Kenneth Rogoff is an Even Worse Criminologist than Economist

By William K. Black

Kenneth Rogoff, the creator of the fictional 90% budget deficit cliff, is back spreading new myths.  He has now ventured into white-collar criminology, without the benefit of any study of criminology.  The results are yet another embarrassment for Rogoff. The title of his article is “Paper money is unfit for a world of high crime and low inflation.”

I’ll leave his claim about removing the “lower bound” on central bank monetary policy to others.  I note only that he ignores the readily available (and superior) alternative of fiscal policy.

Rogoff (Almost) Recognizes Pervasive White-Collar Crime

Rogoff, of course, ignores the role of fraud epidemics in causing our recurrent, intensifying financial crises.  In his article, however, he admits that criminal activity is the dominant factor driving currency usage.

“In the US and Japan, more than 75 per cent of currency is held in the largest denomination notes, the $100 bill and the Y10,000 note. The situation in the eurozone is different only in that there is a larger range of high-denomination notes going all the way to €500, but the basic point is similar.”

His title emphasizes that we live in a financial “world of high crime” in which “a significant fraction, particularly of large-denomination notes, appears to be used to facilitate tax evasion and illegal activity.”

“Tax evasion” is a crime of the wealthy and powerful, an important fact that Rogoff ignores.  This makes Rogoff’s ignoring the three epidemics of accounting control fraud that drove the most recent U.S. financial crisis all the more bizarre.  Tax evasion can still lead to prosecutions while accounting control fraud in the financial sector has been (de facto) decriminalized.

Rogoff’s Unintentional Ode to Ecuador’s Anti-Money Laundering Policies

Rogoff gives an unintended and probably unknowing ode to Ecuador’s anti-money laundering policies, which ban large-denomination notes.  “Perhaps the right place to begin is by phasing out large denomination notes.”  Under Rogoff’s logic Ecuador should be praised as a leader in the international effort against money laundering.  Naturally, the Obama administration’s hostility to Ecuador is so virulent that FATF treats Ecuador as a pariah state despite its adoption of policies that Rogoff describes as unusually strong and effective efforts against money laundering.

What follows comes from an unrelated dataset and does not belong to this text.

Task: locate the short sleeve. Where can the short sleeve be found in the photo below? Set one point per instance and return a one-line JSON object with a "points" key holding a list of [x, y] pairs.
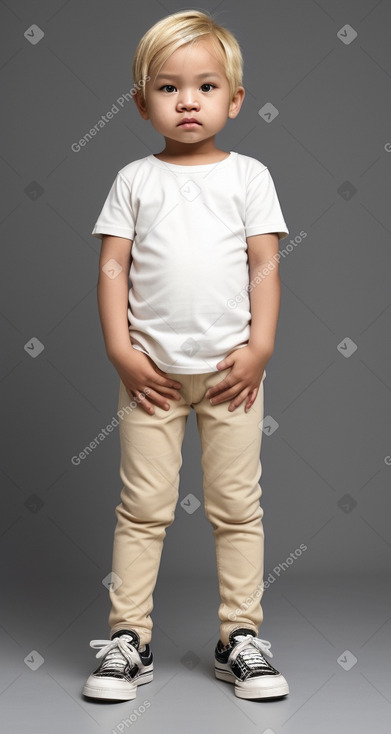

Jurisdictions with strategic AML/CFT deficiencies that have not made sufficient progress in addressing the deficiencies or have not committed to an action plan developed with the FATF to address the deficiencies. The FATF calls on its members to consider the risks arising from the deficiencies associated with each jurisdiction, as described below.

Ecuador

Rogoff’s Proposal Would Fail Because He Ignores Control Fraud

Rogoff claims that electronic currency would be a powerful anti-crime reform.  “[Governments] would gain revenue by making tax evasion more difficult. There would also be savings from crime reduction.”  Because he ignores control fraud, however, he falsely assumes that anonymous currency is required to obtain and move fraud proceeds.  The CEOs of our largest, fraudulent banks could move their fraudulent proceeds anywhere they wished without any difficulty without anonymous transactions.  Even drug dealers would simply have to move drug proceeds through corporate or real estate investments run by control frauds in order to generate fictional income and launder their funds.

Rogoff’s Proposal Would also Fail Because He Ignores the Race to the Bottom

Rogoff’s proposal to ban anonymous currencies (paper and electronic) would also fail because of the powerful incentives created by the international “race to the bottom” among jurisdictions.  The real nations that aid money laundering (who are not on FATF’s list of purportedly non-compliant nations) and the real banks (HSBC) that aid the world’s most violent drug gangs launder huge amounts of money will continue to have powerful incentives to offer anonymous currency.